Faster code in R

FYI: I have edited this significantly since my first release. This simulation has been reduced from 14 to 14 minutes.

I am new to programming, but I did a simulation that tries to monitor asexual replication in the body and quantify the differences in the number of chromosomes between the parent and daughter organisms.
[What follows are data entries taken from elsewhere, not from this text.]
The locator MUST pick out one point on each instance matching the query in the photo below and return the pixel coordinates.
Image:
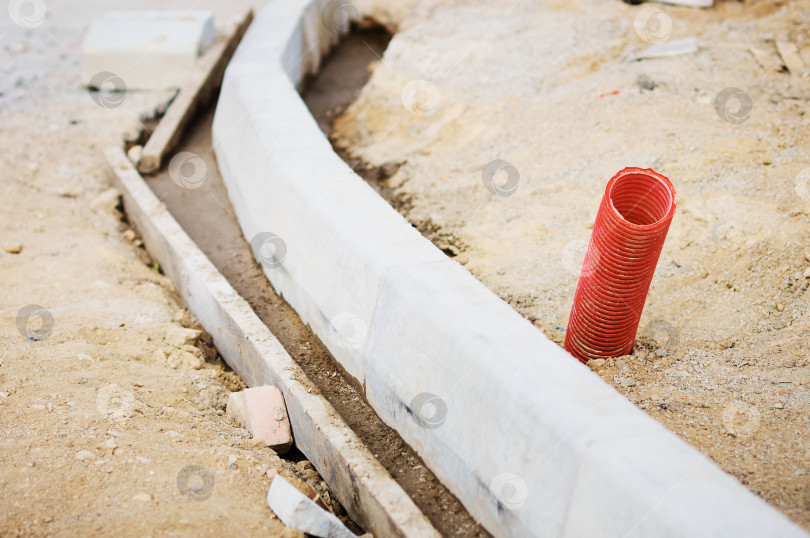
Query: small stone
(109, 444)
(184, 359)
(85, 455)
(197, 352)
(134, 154)
(142, 497)
(181, 336)
(12, 248)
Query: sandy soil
(109, 426)
(551, 89)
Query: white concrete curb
(530, 440)
(369, 494)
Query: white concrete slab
(147, 50)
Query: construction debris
(668, 48)
(262, 411)
(295, 510)
(144, 50)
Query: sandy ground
(220, 237)
(551, 89)
(109, 425)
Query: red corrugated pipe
(627, 239)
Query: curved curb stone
(531, 441)
(362, 485)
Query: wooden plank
(361, 484)
(202, 85)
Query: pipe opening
(641, 199)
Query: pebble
(646, 83)
(142, 497)
(109, 444)
(85, 455)
(12, 248)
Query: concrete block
(181, 336)
(262, 411)
(507, 419)
(147, 50)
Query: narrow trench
(327, 95)
(206, 215)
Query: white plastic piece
(295, 510)
(145, 50)
(531, 441)
(676, 47)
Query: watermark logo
(188, 170)
(733, 105)
(500, 177)
(110, 89)
(195, 482)
(269, 250)
(741, 420)
(337, 15)
(420, 98)
(35, 322)
(428, 410)
(27, 13)
(652, 25)
(114, 402)
(510, 491)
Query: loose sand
(722, 355)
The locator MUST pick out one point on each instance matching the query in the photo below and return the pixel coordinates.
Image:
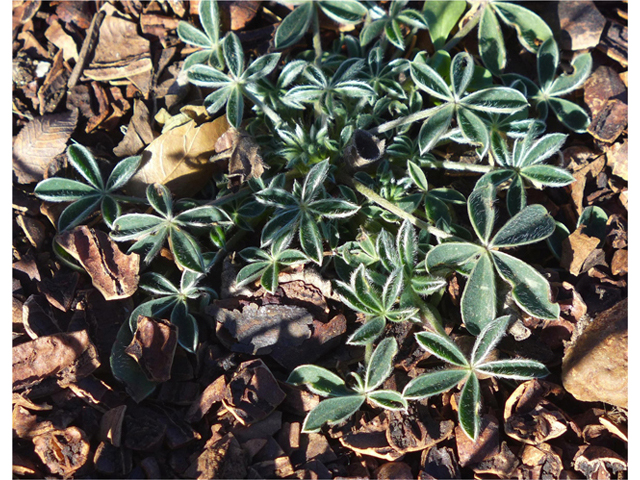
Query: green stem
(317, 44)
(398, 122)
(387, 205)
(464, 31)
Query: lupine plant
(387, 231)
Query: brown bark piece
(223, 459)
(485, 446)
(615, 43)
(120, 52)
(112, 272)
(581, 25)
(68, 356)
(253, 393)
(595, 366)
(39, 142)
(599, 463)
(602, 85)
(139, 132)
(532, 419)
(153, 346)
(618, 159)
(576, 248)
(63, 451)
(610, 121)
(179, 159)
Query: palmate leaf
(332, 411)
(531, 290)
(433, 383)
(381, 364)
(469, 407)
(442, 347)
(479, 300)
(319, 380)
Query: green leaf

Modeling is very slow. It takes about 6 hours. I wanted to know what would be the best way to speed up the simulation.

These digital organisms have x number of chromosomes. Unlike most organisms, chromosomes are all independent of each other, so they have an equal chance of being transferred to any daughter organism.

In this case, the distribution of chromosomes in the daughter cell follows the binomial distribution with a probability of 0.5.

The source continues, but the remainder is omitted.